L’objectif, selon lui, n’est pas d’opposer gestion du risque et valorisation, mais de construire une stratégie capable d’appréhender les sargasses à la fois comme une menace sanitaire et environnementale et comme une ressource potentielle. 

Cette réflexion sur le cadre juridique a également été nourrie à Monaco par un enseignement consacré à l’action judiciaire contre les pollutions en mer, dispensé par Joëlle Casanova, magistrate et coordinatrice de formation continue du pôle économique, social et environnemental de l’École nationale de la magistrature, qui exerce en Martinique.

Il cite à ce titre le modèle mexicain, fondé sur une approche intégrée associant le cadre juridique, les politiques industrielles et le soutien à la valorisation : « Il y a véritablement eu une approche holistique, tant sur le plan juridique qu’en matière de politiques publiques, avec, par exemple, l’intégration des sargasses dans le Code de la pêche, l’adoption de normes relatives à l’économie circulaire, ainsi que de décrets visant à stimuler l’innovation  », observe-t-il.

Enseignement de la magistrate Joëlle Casanova © DR

Créer une gouvernance des océans

Le phénomène des sargasses dépasse les frontières. Damiens Nicolas estime indispensable de sortir d’une gestion fragmentée pour construire une coordination à l’échelle du bassin caribéen. « Cela suppose de mieux répartir les responsabilités, de faire dialoguer scientifiques, décideurs publics et acteurs économiques, mais aussi de porter une voix commune dans les enceintes internationales. » À défaut, prévient Damiens Nicolas, les territoires risquent de rester en concurrence plutôt que de peser collectivement sur les choix de financement, de coopération et de diplomatie environnementale.

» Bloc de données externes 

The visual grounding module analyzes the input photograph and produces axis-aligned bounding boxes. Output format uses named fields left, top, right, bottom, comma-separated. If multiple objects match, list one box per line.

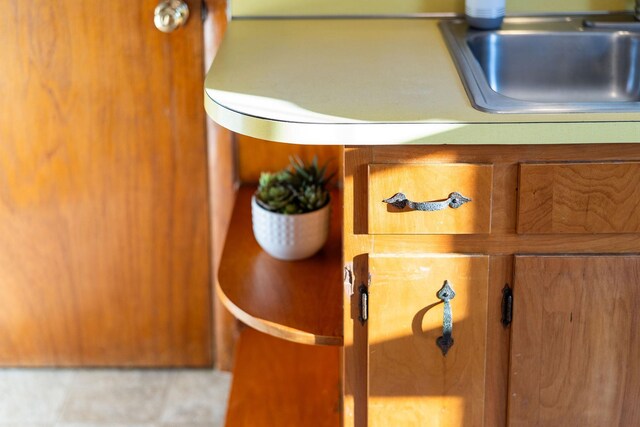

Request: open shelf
left=217, top=185, right=343, bottom=346
left=225, top=327, right=341, bottom=427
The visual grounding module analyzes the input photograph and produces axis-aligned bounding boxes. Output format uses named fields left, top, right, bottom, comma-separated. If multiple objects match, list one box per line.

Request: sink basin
left=440, top=16, right=640, bottom=113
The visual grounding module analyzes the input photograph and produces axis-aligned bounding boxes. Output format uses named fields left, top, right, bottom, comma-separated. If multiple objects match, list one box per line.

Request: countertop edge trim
left=205, top=93, right=640, bottom=145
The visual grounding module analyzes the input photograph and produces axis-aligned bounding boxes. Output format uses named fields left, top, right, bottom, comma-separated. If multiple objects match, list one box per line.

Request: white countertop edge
left=205, top=93, right=640, bottom=146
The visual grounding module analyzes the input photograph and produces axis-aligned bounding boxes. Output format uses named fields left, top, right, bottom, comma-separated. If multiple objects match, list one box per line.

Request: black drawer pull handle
left=382, top=192, right=471, bottom=211
left=436, top=280, right=456, bottom=356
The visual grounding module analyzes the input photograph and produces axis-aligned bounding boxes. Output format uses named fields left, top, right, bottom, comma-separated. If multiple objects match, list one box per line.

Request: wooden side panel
left=510, top=256, right=640, bottom=427
left=368, top=255, right=490, bottom=427
left=0, top=0, right=211, bottom=366
left=204, top=0, right=241, bottom=372
left=225, top=327, right=341, bottom=427
left=236, top=134, right=342, bottom=184
left=518, top=162, right=640, bottom=234
left=343, top=147, right=374, bottom=427
left=368, top=164, right=493, bottom=234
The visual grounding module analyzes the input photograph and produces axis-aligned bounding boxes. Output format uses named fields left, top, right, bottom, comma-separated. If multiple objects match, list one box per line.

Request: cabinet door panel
left=0, top=0, right=211, bottom=366
left=510, top=256, right=640, bottom=426
left=368, top=255, right=489, bottom=427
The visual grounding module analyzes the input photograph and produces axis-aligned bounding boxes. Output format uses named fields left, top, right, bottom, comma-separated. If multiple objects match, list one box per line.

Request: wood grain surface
left=518, top=162, right=640, bottom=234
left=368, top=233, right=640, bottom=254
left=217, top=186, right=343, bottom=345
left=204, top=0, right=241, bottom=372
left=217, top=136, right=342, bottom=367
left=368, top=163, right=493, bottom=234
left=343, top=147, right=372, bottom=427
left=0, top=0, right=211, bottom=366
left=343, top=144, right=640, bottom=427
left=225, top=327, right=341, bottom=427
left=484, top=256, right=512, bottom=427
left=237, top=134, right=342, bottom=184
left=510, top=256, right=640, bottom=427
left=368, top=255, right=490, bottom=427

Un enjeu de justice climatique

La gouvernance régionale est indissociable de la justice climatique. Tous les territoires n’ont pas les mêmes capacités financières, techniques ou institutionnelles pour faire face aux échouages. « Pour certains États, c’est une question de survie », souligne Damiens Nicolas.

Il pose aussi la question du partage des responsabilités : « La question des sargasses pose aussi celle de la justice climatique : comment répartir les responsabilités et le poids de la réponse entre des territoires qui ne disposent pas des mêmes moyens ? Peut-on appliquer à cette crise les mêmes logiques que celles qui structurent aujourd’hui les débats entre pays du Nord et Sud global ? C’est, à mon sens, l’un des grands défis pour les États caribéens dans les prochaines années. »

© DR

Les prochaines échéances

Le Mexique accueillera en septembre 2026 un sommet consacré aux sargasses tandis que la COP31, prévue en novembre 2026 à Antalya, prolongera les discussions sur le financement et la justice climatique. Enfin, l’Académie de la Mer de Monaco consacrera son prochain colloque, en 2027, à l’insularité. Des rendez-vous que Damiens Nicolas entend suivre de près pour continuer à défendre une approche régionale et coordonnée des enjeux océaniques.

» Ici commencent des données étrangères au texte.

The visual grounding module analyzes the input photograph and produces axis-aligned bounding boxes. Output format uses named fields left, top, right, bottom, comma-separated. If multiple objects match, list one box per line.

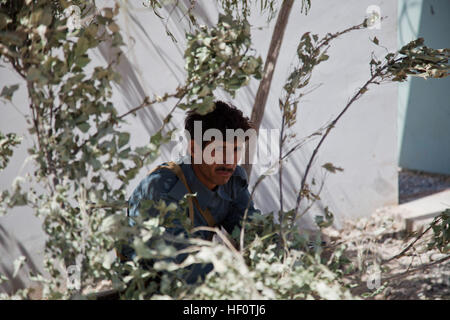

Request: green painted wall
left=398, top=0, right=450, bottom=175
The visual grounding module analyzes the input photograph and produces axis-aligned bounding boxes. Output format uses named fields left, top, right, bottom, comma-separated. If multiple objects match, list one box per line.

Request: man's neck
left=190, top=163, right=217, bottom=191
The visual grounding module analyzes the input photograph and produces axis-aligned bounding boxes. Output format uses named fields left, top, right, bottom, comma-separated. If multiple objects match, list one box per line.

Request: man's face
left=190, top=139, right=243, bottom=189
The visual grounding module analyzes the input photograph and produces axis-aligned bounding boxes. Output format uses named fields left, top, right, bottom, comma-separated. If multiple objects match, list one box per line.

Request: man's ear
left=190, top=139, right=204, bottom=164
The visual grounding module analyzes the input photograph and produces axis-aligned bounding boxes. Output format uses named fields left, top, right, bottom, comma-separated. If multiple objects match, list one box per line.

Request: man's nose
left=223, top=150, right=237, bottom=165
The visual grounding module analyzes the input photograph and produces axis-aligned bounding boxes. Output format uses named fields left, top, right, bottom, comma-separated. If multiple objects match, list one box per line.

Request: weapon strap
left=148, top=161, right=217, bottom=228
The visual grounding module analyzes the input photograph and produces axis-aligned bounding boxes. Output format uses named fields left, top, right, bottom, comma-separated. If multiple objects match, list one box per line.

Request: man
left=122, top=101, right=260, bottom=283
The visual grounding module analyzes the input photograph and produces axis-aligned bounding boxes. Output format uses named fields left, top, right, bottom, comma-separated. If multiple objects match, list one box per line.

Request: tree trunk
left=243, top=0, right=294, bottom=179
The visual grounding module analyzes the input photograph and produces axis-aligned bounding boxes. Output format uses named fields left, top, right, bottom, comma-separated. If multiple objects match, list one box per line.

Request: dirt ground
left=322, top=205, right=449, bottom=300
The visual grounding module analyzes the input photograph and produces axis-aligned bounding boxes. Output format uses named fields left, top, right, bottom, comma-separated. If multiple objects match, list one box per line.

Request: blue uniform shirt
left=123, top=159, right=260, bottom=283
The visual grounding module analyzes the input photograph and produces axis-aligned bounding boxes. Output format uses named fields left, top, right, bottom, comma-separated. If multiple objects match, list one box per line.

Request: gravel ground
left=399, top=168, right=450, bottom=204
left=322, top=179, right=450, bottom=300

Son engagement se prolongera également sur le plan académique. Damiens Nicolas intégrera prochainement un master en politique environnementale et régulation à la London School of Economics, avec un intérêt particulier pour la diplomatie climatique et la finance de l’adaptation. Il travaille par ailleurs à un essai consacré au rôle des Outre-mer français comme acteurs d’une paradiplomatie climatique émergente.